Дождавшись, пока поток её красноречия иссякнет, Джеймс осторожно вставил:
— Извините, графиня, но я хочу предложить, чтобы вы оставили нас с вашим супругом наедине. Я должен дать ему седативное средство, чтобы он поспал. Сейчас он больше всего нуждается в целебном покое. Это для него самое живительное средство.
— А еда? Может, он хочет кюшать?
— Нет-нет, еда подождет, — терпеливо ответил Джеймс. — Пусть сначала выспится. А потом, когда он проснется, дайте ему немного супа или…
— Ах, зо… — Наташа пылко заключила мужа в объятия, из которых граф выбрался слегка помятым. Джеймсу показалось, что старикан даже с облегчением проводил взглядом покидающую спальню графиню. Роясь в чемоданчике, он спросил:
— Вы помните, что с вами случилось?
— Нет, ничего не помню. Совсем ничего. — Он огорченно заморгал. Помню только, как мы ехали в машине, и — все…
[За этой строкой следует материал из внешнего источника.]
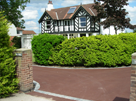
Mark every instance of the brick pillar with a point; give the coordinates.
(24, 69)
(133, 79)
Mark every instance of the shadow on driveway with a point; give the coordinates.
(120, 99)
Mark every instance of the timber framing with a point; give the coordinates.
(81, 21)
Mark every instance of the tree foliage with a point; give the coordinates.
(12, 10)
(114, 14)
(17, 42)
(8, 80)
(95, 51)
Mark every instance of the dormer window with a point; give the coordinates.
(71, 10)
(82, 22)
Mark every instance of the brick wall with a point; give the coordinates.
(24, 69)
(133, 79)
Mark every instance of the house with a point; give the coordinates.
(74, 21)
(26, 36)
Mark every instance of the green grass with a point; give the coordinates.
(33, 59)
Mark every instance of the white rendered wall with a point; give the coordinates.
(12, 30)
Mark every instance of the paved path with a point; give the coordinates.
(89, 84)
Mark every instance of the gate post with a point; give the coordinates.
(24, 69)
(133, 78)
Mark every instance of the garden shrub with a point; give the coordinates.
(42, 44)
(8, 80)
(17, 42)
(100, 50)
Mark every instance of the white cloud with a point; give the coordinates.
(30, 14)
(131, 1)
(66, 3)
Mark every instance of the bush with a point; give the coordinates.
(100, 50)
(42, 44)
(17, 42)
(8, 80)
(4, 37)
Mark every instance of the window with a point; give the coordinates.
(67, 23)
(47, 25)
(71, 10)
(55, 23)
(82, 22)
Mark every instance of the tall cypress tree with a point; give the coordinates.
(114, 14)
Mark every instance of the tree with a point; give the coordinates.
(8, 80)
(12, 10)
(113, 13)
(134, 31)
(17, 42)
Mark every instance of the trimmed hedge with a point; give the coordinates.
(8, 80)
(100, 50)
(42, 44)
(17, 42)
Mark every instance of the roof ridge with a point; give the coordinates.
(71, 6)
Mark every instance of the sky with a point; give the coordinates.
(35, 9)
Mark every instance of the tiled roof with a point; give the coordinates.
(61, 13)
(28, 32)
(20, 29)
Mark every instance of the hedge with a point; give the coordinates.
(93, 51)
(8, 80)
(17, 42)
(42, 44)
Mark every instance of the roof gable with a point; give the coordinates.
(62, 13)
(46, 13)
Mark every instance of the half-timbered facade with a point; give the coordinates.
(74, 21)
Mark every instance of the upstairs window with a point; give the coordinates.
(67, 23)
(82, 22)
(47, 25)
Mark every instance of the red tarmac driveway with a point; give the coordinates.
(91, 84)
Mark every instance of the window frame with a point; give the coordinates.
(47, 25)
(82, 22)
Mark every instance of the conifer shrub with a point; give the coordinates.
(8, 80)
(42, 44)
(93, 51)
(17, 42)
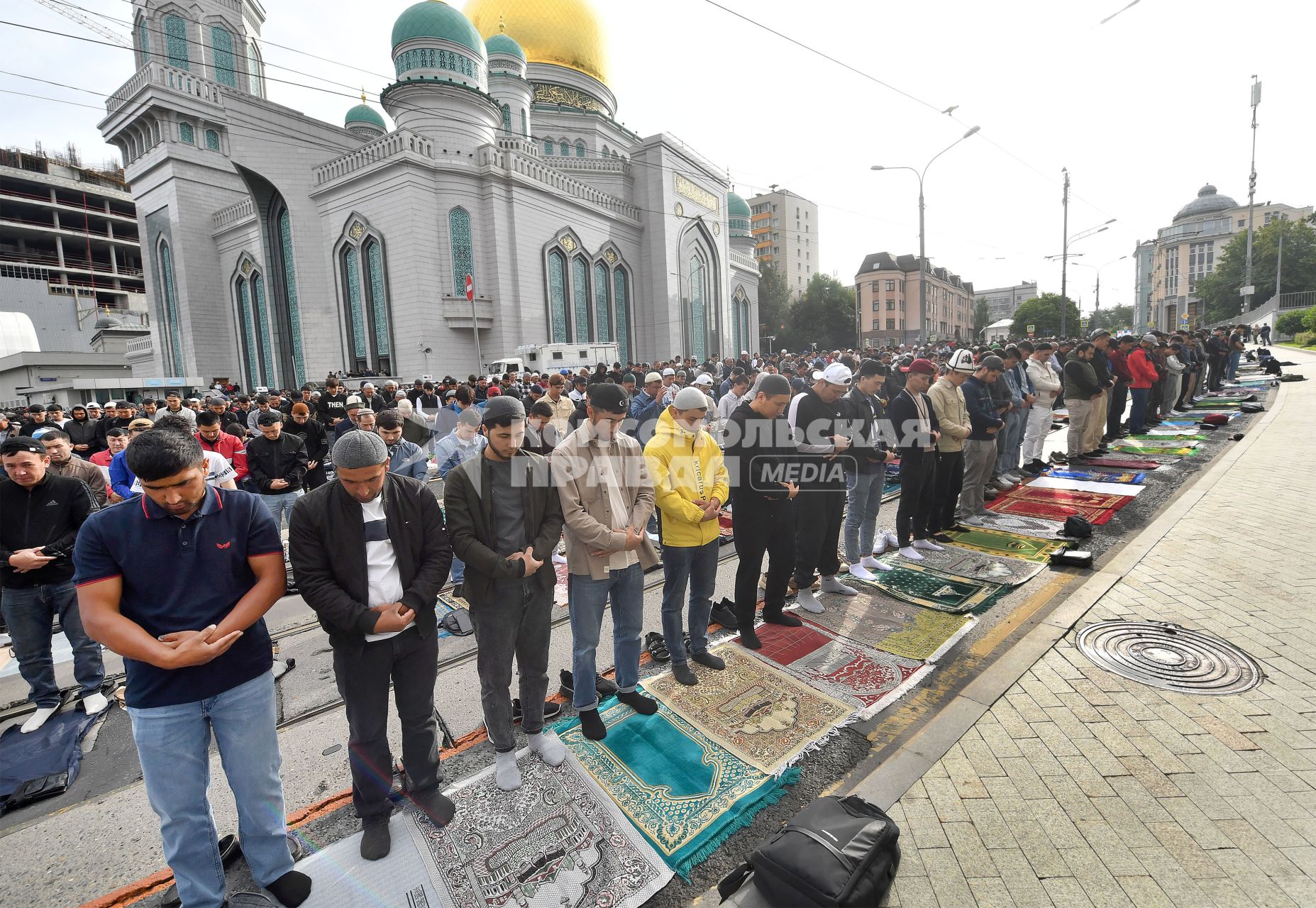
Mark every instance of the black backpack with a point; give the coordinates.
(836, 853)
(1078, 526)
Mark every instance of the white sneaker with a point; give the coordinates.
(808, 603)
(832, 585)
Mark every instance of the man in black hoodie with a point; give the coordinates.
(40, 516)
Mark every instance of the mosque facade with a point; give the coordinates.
(278, 248)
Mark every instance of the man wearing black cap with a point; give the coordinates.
(504, 519)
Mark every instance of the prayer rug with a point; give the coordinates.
(1022, 507)
(1124, 463)
(975, 565)
(758, 712)
(1080, 486)
(1097, 477)
(1069, 497)
(1025, 526)
(931, 589)
(558, 841)
(994, 543)
(683, 791)
(869, 680)
(892, 626)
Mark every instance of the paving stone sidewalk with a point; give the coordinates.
(1082, 789)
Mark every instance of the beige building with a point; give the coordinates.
(886, 291)
(786, 236)
(1188, 250)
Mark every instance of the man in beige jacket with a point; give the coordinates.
(607, 498)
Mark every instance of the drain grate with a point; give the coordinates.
(1171, 657)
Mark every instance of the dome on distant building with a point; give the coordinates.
(560, 32)
(502, 44)
(433, 18)
(1206, 203)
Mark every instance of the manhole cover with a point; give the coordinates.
(1171, 657)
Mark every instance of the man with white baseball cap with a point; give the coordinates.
(822, 478)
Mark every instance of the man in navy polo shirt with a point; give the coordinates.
(198, 657)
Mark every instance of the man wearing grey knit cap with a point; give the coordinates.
(370, 554)
(504, 517)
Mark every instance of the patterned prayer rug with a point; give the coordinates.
(975, 565)
(931, 589)
(892, 626)
(1022, 507)
(1069, 497)
(558, 841)
(758, 712)
(1043, 528)
(866, 678)
(685, 792)
(1080, 486)
(995, 543)
(1097, 477)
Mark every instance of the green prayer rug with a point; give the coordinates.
(931, 589)
(682, 791)
(892, 626)
(995, 543)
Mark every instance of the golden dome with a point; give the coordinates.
(561, 32)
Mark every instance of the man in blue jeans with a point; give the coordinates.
(607, 498)
(198, 657)
(690, 486)
(40, 516)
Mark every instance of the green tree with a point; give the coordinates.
(982, 316)
(1219, 290)
(824, 315)
(1044, 315)
(774, 300)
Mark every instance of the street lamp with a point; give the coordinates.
(923, 262)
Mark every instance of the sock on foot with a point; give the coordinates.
(591, 726)
(548, 746)
(291, 890)
(640, 703)
(506, 774)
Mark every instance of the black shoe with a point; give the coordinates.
(552, 709)
(375, 841)
(708, 661)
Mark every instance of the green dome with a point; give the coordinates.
(433, 18)
(366, 115)
(502, 44)
(736, 207)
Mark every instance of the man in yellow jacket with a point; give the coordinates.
(690, 489)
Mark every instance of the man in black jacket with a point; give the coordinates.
(277, 465)
(504, 519)
(761, 461)
(40, 517)
(915, 426)
(370, 554)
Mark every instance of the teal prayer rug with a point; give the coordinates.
(682, 791)
(558, 841)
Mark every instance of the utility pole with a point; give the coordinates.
(1065, 253)
(1252, 192)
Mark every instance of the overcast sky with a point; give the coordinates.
(1143, 109)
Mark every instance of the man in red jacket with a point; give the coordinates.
(1144, 375)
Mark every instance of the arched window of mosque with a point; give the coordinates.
(175, 43)
(221, 57)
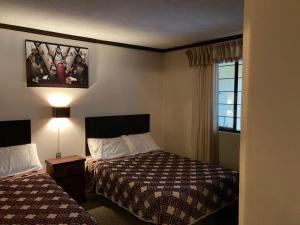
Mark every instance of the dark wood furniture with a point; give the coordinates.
(115, 126)
(68, 172)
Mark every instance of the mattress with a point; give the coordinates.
(34, 198)
(164, 188)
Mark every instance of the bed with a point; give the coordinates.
(33, 197)
(157, 187)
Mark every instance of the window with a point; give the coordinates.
(229, 95)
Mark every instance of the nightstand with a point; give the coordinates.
(69, 173)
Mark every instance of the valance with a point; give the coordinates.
(216, 53)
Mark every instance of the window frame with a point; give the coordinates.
(235, 103)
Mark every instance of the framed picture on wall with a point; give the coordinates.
(56, 65)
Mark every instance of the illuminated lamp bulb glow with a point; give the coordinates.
(59, 100)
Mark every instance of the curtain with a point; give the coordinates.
(205, 125)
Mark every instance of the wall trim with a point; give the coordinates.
(111, 43)
(207, 42)
(77, 38)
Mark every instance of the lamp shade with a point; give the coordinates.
(61, 112)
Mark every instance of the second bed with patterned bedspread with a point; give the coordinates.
(34, 198)
(164, 188)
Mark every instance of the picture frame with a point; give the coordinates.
(56, 65)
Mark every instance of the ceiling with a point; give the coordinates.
(152, 23)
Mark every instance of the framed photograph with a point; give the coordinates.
(56, 65)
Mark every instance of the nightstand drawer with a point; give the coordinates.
(68, 169)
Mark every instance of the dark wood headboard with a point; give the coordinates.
(17, 132)
(115, 126)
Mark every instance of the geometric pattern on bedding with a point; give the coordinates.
(164, 188)
(34, 198)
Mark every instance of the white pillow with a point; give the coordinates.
(140, 143)
(18, 159)
(108, 148)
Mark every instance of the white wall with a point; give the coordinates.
(270, 147)
(178, 80)
(122, 81)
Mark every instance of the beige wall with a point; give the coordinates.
(270, 147)
(122, 81)
(178, 80)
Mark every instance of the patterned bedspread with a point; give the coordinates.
(34, 198)
(165, 188)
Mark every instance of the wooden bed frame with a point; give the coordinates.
(15, 132)
(115, 126)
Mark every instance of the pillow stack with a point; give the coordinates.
(108, 148)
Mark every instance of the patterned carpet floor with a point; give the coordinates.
(108, 213)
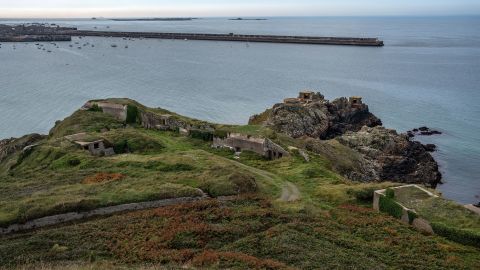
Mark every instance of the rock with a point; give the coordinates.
(430, 147)
(424, 131)
(394, 156)
(12, 145)
(317, 117)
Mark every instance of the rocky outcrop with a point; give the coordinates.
(318, 117)
(422, 131)
(12, 145)
(393, 156)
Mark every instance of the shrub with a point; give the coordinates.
(466, 237)
(103, 177)
(390, 193)
(95, 108)
(201, 134)
(310, 172)
(388, 205)
(244, 183)
(364, 194)
(411, 216)
(121, 147)
(132, 114)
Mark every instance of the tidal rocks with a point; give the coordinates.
(317, 117)
(423, 131)
(429, 147)
(394, 156)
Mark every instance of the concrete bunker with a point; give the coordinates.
(97, 148)
(355, 101)
(240, 142)
(118, 111)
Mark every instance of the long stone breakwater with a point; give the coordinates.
(234, 37)
(45, 32)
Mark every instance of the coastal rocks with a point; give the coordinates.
(423, 131)
(394, 156)
(317, 117)
(12, 145)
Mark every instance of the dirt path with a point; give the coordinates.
(290, 193)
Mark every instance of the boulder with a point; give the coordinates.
(317, 118)
(396, 158)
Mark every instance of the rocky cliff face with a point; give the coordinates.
(376, 153)
(318, 118)
(393, 156)
(12, 145)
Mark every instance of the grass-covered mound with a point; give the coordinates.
(261, 230)
(248, 233)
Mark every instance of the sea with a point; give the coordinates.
(427, 74)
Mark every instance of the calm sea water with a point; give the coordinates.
(427, 74)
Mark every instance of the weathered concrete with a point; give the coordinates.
(72, 216)
(418, 223)
(473, 208)
(118, 111)
(240, 142)
(234, 37)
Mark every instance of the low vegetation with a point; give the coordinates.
(330, 224)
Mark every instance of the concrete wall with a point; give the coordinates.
(418, 223)
(57, 219)
(161, 122)
(240, 142)
(118, 111)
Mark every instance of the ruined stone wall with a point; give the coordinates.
(162, 122)
(269, 145)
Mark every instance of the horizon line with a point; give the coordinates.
(236, 16)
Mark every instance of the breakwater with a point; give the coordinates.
(35, 38)
(234, 37)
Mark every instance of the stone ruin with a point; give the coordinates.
(99, 147)
(118, 111)
(240, 142)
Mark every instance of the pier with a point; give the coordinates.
(234, 37)
(46, 32)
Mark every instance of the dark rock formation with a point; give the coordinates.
(424, 131)
(12, 145)
(394, 156)
(430, 147)
(317, 117)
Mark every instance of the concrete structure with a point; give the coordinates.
(118, 111)
(355, 101)
(240, 142)
(162, 122)
(419, 223)
(235, 37)
(97, 148)
(306, 95)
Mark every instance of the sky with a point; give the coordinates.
(219, 8)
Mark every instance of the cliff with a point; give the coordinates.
(382, 154)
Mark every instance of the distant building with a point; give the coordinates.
(155, 121)
(306, 95)
(241, 142)
(355, 101)
(118, 111)
(97, 148)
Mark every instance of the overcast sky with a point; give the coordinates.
(164, 8)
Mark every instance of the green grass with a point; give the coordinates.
(243, 234)
(324, 228)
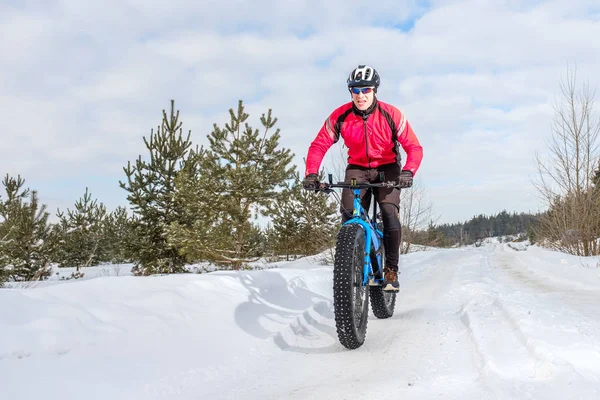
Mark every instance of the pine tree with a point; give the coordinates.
(304, 222)
(25, 248)
(151, 187)
(238, 177)
(596, 177)
(119, 236)
(83, 242)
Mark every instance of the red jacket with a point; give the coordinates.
(371, 142)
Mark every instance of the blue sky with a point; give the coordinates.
(82, 82)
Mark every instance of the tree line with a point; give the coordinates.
(188, 204)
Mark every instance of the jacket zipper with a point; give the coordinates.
(366, 142)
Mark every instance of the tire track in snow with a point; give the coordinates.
(502, 350)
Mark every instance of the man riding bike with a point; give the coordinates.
(373, 131)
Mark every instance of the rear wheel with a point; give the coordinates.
(350, 299)
(382, 302)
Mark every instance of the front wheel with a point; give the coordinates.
(350, 299)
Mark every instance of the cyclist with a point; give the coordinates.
(373, 131)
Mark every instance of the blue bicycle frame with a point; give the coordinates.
(373, 240)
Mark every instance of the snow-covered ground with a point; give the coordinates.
(499, 321)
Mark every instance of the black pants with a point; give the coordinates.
(388, 200)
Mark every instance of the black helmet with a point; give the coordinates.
(362, 76)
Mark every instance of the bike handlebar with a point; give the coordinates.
(326, 186)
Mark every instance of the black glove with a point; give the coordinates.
(405, 179)
(311, 182)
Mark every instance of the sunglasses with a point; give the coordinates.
(361, 90)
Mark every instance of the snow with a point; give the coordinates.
(498, 321)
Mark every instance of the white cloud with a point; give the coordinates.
(84, 81)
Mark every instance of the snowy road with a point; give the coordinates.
(473, 323)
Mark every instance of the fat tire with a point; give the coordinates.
(382, 302)
(347, 276)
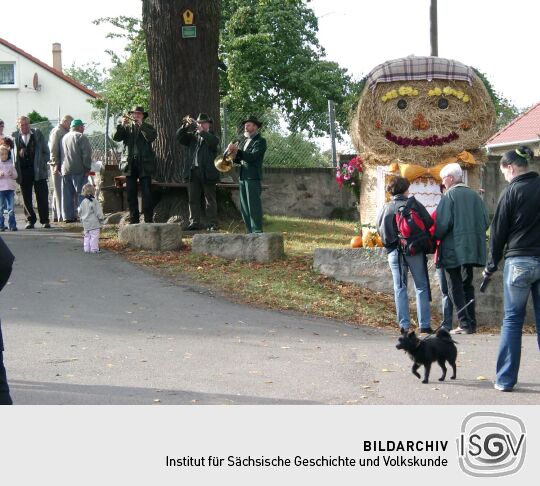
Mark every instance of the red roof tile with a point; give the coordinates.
(60, 74)
(524, 127)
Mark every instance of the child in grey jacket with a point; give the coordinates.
(91, 216)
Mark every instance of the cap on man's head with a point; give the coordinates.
(203, 117)
(252, 119)
(76, 123)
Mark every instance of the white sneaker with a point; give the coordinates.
(501, 388)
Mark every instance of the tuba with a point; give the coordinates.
(224, 163)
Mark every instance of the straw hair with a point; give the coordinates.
(453, 170)
(88, 190)
(461, 126)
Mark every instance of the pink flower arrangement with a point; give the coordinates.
(349, 173)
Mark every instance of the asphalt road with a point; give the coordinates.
(95, 329)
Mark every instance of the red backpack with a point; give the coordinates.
(414, 237)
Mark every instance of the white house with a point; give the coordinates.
(28, 84)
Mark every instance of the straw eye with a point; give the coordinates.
(443, 103)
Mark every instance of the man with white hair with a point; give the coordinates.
(76, 165)
(460, 225)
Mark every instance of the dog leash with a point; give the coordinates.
(457, 313)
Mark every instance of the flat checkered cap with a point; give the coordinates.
(416, 68)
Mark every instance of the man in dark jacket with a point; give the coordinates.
(200, 170)
(138, 161)
(31, 158)
(515, 232)
(6, 264)
(460, 225)
(250, 156)
(57, 155)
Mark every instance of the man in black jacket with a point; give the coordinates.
(6, 264)
(515, 232)
(200, 171)
(31, 158)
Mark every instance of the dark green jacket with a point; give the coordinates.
(207, 144)
(461, 223)
(251, 159)
(143, 140)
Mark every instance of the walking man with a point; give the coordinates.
(250, 157)
(201, 171)
(6, 265)
(31, 157)
(460, 225)
(515, 233)
(75, 167)
(55, 147)
(138, 161)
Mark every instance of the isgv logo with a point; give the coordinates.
(491, 444)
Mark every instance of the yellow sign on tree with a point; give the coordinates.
(187, 15)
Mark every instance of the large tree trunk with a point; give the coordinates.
(183, 74)
(434, 35)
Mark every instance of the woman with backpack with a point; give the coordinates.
(403, 225)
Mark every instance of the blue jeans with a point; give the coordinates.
(447, 306)
(71, 194)
(416, 264)
(6, 203)
(521, 278)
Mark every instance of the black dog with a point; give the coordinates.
(440, 347)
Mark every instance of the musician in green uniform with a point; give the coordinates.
(250, 156)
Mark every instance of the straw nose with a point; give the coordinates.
(420, 122)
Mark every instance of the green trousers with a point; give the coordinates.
(251, 205)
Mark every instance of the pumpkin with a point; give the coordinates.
(356, 242)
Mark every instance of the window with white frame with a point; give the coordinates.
(7, 74)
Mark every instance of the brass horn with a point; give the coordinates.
(224, 162)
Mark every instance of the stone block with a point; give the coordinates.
(256, 247)
(152, 236)
(115, 218)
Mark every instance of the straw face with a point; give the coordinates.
(422, 122)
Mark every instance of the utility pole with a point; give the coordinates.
(434, 37)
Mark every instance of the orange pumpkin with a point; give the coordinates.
(356, 242)
(370, 240)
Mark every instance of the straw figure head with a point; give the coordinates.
(422, 110)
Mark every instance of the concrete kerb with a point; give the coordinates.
(256, 247)
(152, 236)
(368, 268)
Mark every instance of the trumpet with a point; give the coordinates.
(224, 162)
(129, 117)
(189, 120)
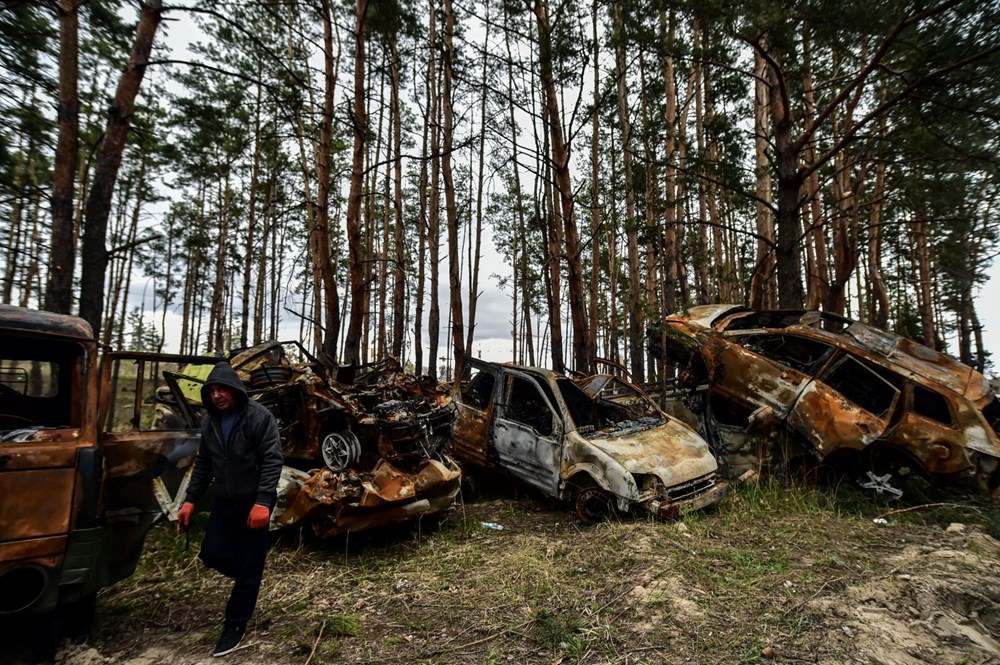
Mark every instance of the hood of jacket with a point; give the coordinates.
(224, 374)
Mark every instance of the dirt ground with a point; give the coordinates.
(773, 575)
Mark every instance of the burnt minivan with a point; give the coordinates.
(792, 389)
(604, 452)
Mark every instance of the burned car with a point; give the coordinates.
(76, 496)
(358, 455)
(787, 389)
(610, 451)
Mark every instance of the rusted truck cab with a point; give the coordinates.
(76, 492)
(51, 463)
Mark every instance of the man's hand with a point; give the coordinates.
(184, 514)
(259, 517)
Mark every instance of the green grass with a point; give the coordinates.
(716, 586)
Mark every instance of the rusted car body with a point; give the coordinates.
(786, 387)
(76, 499)
(381, 437)
(94, 452)
(605, 452)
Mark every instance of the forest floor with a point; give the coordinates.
(773, 574)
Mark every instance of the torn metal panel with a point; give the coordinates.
(839, 391)
(381, 431)
(335, 503)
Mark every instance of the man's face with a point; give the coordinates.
(223, 397)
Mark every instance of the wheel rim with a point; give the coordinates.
(340, 450)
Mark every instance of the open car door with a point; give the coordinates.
(150, 413)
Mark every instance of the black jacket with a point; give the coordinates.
(247, 469)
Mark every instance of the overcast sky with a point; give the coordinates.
(493, 324)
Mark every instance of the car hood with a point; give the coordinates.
(672, 451)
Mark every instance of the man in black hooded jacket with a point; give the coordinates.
(241, 453)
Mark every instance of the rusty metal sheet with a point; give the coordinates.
(335, 503)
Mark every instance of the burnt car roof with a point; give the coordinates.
(892, 349)
(44, 323)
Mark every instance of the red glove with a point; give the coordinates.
(184, 514)
(259, 517)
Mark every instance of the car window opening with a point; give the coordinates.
(863, 387)
(526, 406)
(930, 404)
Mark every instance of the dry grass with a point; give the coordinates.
(736, 585)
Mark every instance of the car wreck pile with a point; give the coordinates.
(381, 440)
(785, 391)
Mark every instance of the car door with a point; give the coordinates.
(150, 435)
(848, 405)
(527, 432)
(49, 461)
(474, 406)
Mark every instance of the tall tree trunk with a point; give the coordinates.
(635, 319)
(399, 262)
(250, 239)
(925, 302)
(434, 202)
(670, 253)
(480, 178)
(879, 310)
(763, 286)
(595, 196)
(454, 275)
(94, 259)
(322, 252)
(355, 262)
(62, 253)
(788, 264)
(217, 317)
(564, 211)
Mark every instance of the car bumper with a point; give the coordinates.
(665, 510)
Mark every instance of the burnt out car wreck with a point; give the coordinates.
(358, 455)
(599, 445)
(780, 391)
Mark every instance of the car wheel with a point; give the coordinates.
(594, 505)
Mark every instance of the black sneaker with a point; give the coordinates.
(230, 639)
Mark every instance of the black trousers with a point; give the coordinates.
(238, 552)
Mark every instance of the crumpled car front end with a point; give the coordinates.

Джеймс кивнул. Да, сотрясение мозга, как он и предполагал. Что ж, по крайней мере, по-английски граф изъяснялся неизмеримо лучше своей благоверной. И, даже в нынешнем своем состоянии, оставлял впечатление робкого, почти забитого человечка. Странно только, что могло побудить его выбрать в спутницы жизни столь необычное создание? Наполняя хрустальный стаканчик водой из графина, Джеймс говорил:
— Самое главное для вас сейчас, граф, это как следует отдохнуть. Выспаться. Вы должны полностью расслабиться, ни о чем не думать. Ваш организм должен набраться сил после перенесенного потрясения…
— Сотрясения?
— М-мм, сотрясение у вас, возможно, тоже есть, но я имел в виду «сотрясение». Шок.
— Ах зо! Шок, понимаю. — Он выдавил слабую улыбку. — Ваша тетя, наверно, гордится вами, да? Вы замечательный доктор.
— Она отзывалась о вас с необычайной теплотой, граф. Мне не терпелось с вами познакомиться.
— Да, но только не при таких обстоятельствах. — Граф попытался улыбнуться, но губы исказила болезненная гримаса.
— Вам не следует разговаривать, — всполошился Джеймс. — Вот, выпейте лекарство…
Дождавшись, пока его пациент уснет, Джеймс, пошатываясь от усталости, спустился в гостиную. Глаза его слипались и он почти беспрерывно зевал, мечтая лишь о том, чтобы свернуться калачиком на ковре и поспать.
— Вам яйца с бекон, доктур? Кофе?
Прелестное рыжеволосое видение, мираж в махровом полосатом халатике. Босиком. Только сейчас Джеймс осознал, что голоден как волк.
— Спасибо, с удовольствием, — пробормотал он.
Покорно, словно за сладкоголосой сиреной, побрел он вслед за Наташей в кухню. Небольшой деревянный стол на двоих, приятно щекочущий ноздри аромат свежезажаренного бекона. Двумя глотками, обжигаясь, торопясь, Джеймс опорожнил чашку кофе и смущенно улыбнулся. От недосыпания кружилась голова, а от голода сводило желудок.
Наташа вылила поверх нарезанного ломтиками бекона два яйца, и сковорода протестующе зашипела. Эх, скорее бы поесть, мечтал Джеймс, а потом можно и на боковую. Он не представлял, как доберется домой, но знал наверняка: набив брюхо, сразу уснет. Как анаконда. Или боа-констриктор.
— Вот, кюшайте! — проворковала над ухом Наташа.
Джеймс набросился на еду как изголодавшийся пес.